New York Asian Film Festival Review: Escape from Mogadishu

Written by Taylor Baker


We’ve grown accustomed to a certain type of spectacle propaganda film coming out of East and Southeast Asia in the last 10-15 years. Slowly the ante for such films from China has increased alongside it’s budgets. Films like The Wandering Earth and Operation Red Sea are reminiscent of Reagan-era Hollywood, big brash unadulterated wins for the home (country)team. South Korean Cinema has seemingly taken a different course. With recent Oscar wins for Bong Joon-ho, the international acclaim of Park Chan-wook, and perennial darling Hong Sang-soo the artisans the world best knows the country’s output for couldn’t seem further away from the macho brashness of the Chinese Tentpoles mentioned above. Ryoo Seung-wan, though less publicized than the three mentioned above, is nevertheless making distinctly South Korean films. His latest effort entitled Escape from Mogadishu is a spin on the classic propaganda flick, and therein lies it’s charm.

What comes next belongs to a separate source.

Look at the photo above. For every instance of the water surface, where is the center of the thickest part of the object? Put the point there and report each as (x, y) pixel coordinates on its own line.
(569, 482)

We begin Escape from Mogadishu with South Korea fighting for recognition at the U.N., which means no continent is as important as Africa. With the most countries per continent in the U.N. out of all the regions in the world. The film quickly settles into Somalia’s Capital, Mogadishu. Where Kim Yoon-seok’s South Korean ambassador is attempting to parlay a meeting with the President of Somalia and request he vote in favor of ratifying the nation to the U.N.. North Korea seemingly has other plans, after running the ambassador and his team off the road, they steal the gifts for the president, and shoot out the vehicle they were driving. Forcing the band of South Koreans to move forward on foot. When they finally arrive, out of breath, they’ve not only missed their meeting by fifteen minutes, but Heo Joon-ho’s North Korean Ambassador is being ushered along the upper halls to meet with the President. 

New York Asian Film Festival 2021

Now it would have been easy and crowd pleasing to lean into the idea of North Korea being the villains, and the deeper wells of “Politics by any means necessary.” Instead Writer/Director Ryoo Seung-wan eschews this convention in favor of a story of compassion and teamwork. Eventually Somalia begins to fall to rebels. They are demanding fairness and compassion, things easy to get behind, but they’re asking from behind guns shooting tons of heated lead, something that makes it a bit less easy to get behind. Both the North Koreans and South Koreans are stuck in Mogadishu with seemingly no way out. After an incursion from the aforementioned rebels into the North Korean Embassy, the North Koreans are forced to run for lives, and because the streets are filled with gun-toting rebels they won’t last long. After much deliberation they beg the South Koreans to hide in their embassy, after equal deliberation by the South Koreans they agree to allow them sanctuary inside their walls. The deciding factor seems to be the volume of women and children accompanying the men.

Now a lot of different things happen after this point in the film. Personal security for the South Korean Embassy is lost, members from both Korea’s fight, doors are affixed to cars for armor, there’s a lengthy car shootout sequence, and legions of CG dogs roam the streets. What I’m trying to say is it gets messy. But there’s a heart underneath the film, where rather than point the finger and attack North Korea Ryoo opts instead to show grace, kindness, and compassion. This seemingly by the book spectacle propaganda film is swapped instead for a larger than life film of individual reconciliation, trust, and understanding. It’s not a great film for the conventional reasons we’ve come to expect from cinema, it’s a mindful engagement from a nation that is neighbors and not too distant cousins with one of the saddest totalitarian regimes committing human rights atrocities today. And instead of condemning them, Ryoo holds out his hand.

Escape from Mogadishu Trailer

Escape from Mogadishu is screening as part of the New York Asian Film Festival and is now available in limited theatrical release with more locations to follow.